メジャーを片手にお部屋のすき間を丁寧に測り、そこにぴったりと収まる素敵なデザインの収納家具を探し求める。
あふれそうになっている大切な品々に、きちんとした居場所を作ってあげようとするそのお姿は、家族への深い愛情の証です。
ただ、その優しいパズルのピースがカチリとはまるたびに、お部屋からは少しずつ「何もない床」が消え、いつしか窓からの光を遮っているという事実に、あなたはもうお気づきかもしれません。
整理整頓のために、ぴったりの新しい家具を探す前向きな姿勢
空間を活かそうとする「足し算」の優しい努力
お部屋の景観を損ねないように、色や高さを揃えたカラーボックスを買い足す。
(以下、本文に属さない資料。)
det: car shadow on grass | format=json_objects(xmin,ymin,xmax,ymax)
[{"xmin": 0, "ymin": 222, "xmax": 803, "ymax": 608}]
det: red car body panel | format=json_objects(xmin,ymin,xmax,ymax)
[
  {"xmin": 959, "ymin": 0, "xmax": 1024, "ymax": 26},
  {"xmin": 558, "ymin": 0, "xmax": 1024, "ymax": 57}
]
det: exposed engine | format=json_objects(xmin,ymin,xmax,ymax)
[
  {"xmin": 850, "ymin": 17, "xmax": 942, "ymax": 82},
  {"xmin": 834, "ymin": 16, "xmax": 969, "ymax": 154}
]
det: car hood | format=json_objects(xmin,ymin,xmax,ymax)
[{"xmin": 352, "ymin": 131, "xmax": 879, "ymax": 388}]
その前向きな行動は、暮らしをより良くしようとする素晴らしい知性です。
私たちは、今の状況をより良くしようと考えるとき、つい無意識に「新しい棚や箱を足す」ことで解決しようとしてしまい、最初から「モノを減らして外へ預ける」という引き算の選択肢を思いつくのが難しいという、人間ならではの愛らしい心のクセがあるようです。
論拠People systematically overlook subtractive changes | 米国バージニア大学
立派な棚が増えるほど、お部屋の空気と歩く歩幅が小さくなる理由
視界に入るモノが、家族に向き合う元気を削っていく
どれほどお部屋に馴染む美しい棚であっても、それがそこに置かれた瞬間、確実に物理的な広さは失われます。
目に入る景色の中にモノが多くなるほど、私たちの頭の中では無意識にその景色を整理しようと頑張り続けてしまい、ホッとひと息つくための心の体力まで、少しずつ削り取られていくのですね。
まさに、目の前の景色から受け取るものが多すぎて、ホッとひと息つくための頭のスペースが足りていない状態です。
論拠Interactions of Top-Down and Bottom-Up Mechanisms in Human Visual Cortex | 米国プリンストン大学神経科学研究所
さらに、在宅でお仕事をする環境において、仕事の道具と生活の大切な品々との間に物理的なすき間がない状態は、休日に子どもと公園で思い切り走るためのとっておきの元気が、少しずつお部屋の荷物に吸い取られていくことにつながるのですね。
大切に守りたい想いが、今の動きを制限してしまう
家族の歩んだ証を、すべて手の届く範囲で綺麗に並べておきたい。
その深い愛情が、結果としてお部屋の通り道を少しずつ狭くしています。
そして、「棚にぶつかるから走らないでね」と、子どもたちの元気な動きを制限してしまう摩擦を生み出しているのです。
それは、家族がくつろぐはずのお部屋の中で、気づかないうちに肩にギュッと力が入ってしまう時間が増えている証拠でもあります。
家具を買うのをやめ、お部屋に「何もない床」をプレゼントした私の変化
思い出の箱を、外の安全な場所へお出かけさせるという選択
私はある日、家具を買い足すのをやめました。
代わりに、情報を外の安全な箱に預けるという仕組みを取り入れたのです。
こうして視界にゆったりとした余白を作ることで、目の前の大切な人との時間に、ふんわりと心を向けやすくなるのですね。
あえて要素を外部へ移し、取り除くという引き算の選択をしたことで、我が家は、お部屋が深呼吸をしたように、元のゆったりとした広さをやさしく思い出してくれることになりました。
人とモノとの間に物理的なすき間を作ることは、家族がまあるい気持ちで向き合うために、どうしても確保しておきたい大切なものだったのです。
思い出の居場所と、今を生きる家族の広さを分ける決断
大切な記憶を一番美しい状態で眠らせておくためには、外の適切な環境に頼るという選択肢があります。
それは、思い出の品も今の生活も、どちらもふんわりと包み込んで守るための、外の世界へのお引越しです。
すき間を見つけては家具を綺麗にはめ込むあなたの素晴らしい才能を、これからも新しい棚を探すことに使い続けるでしょうか。
それとも、毎週末の収納パズルを頑張り続けるというまっすぐな道から、ふっと横道にそれて、何もない広場を見つけることを選ぶでしょうか。
過去への愛情を外の安全な場所に託し、目の前で笑う家族のために手足を伸ばせる余白を取り戻す。
その新しい扉を開くかどうかは、あなたの優しい手の中に委ねられています。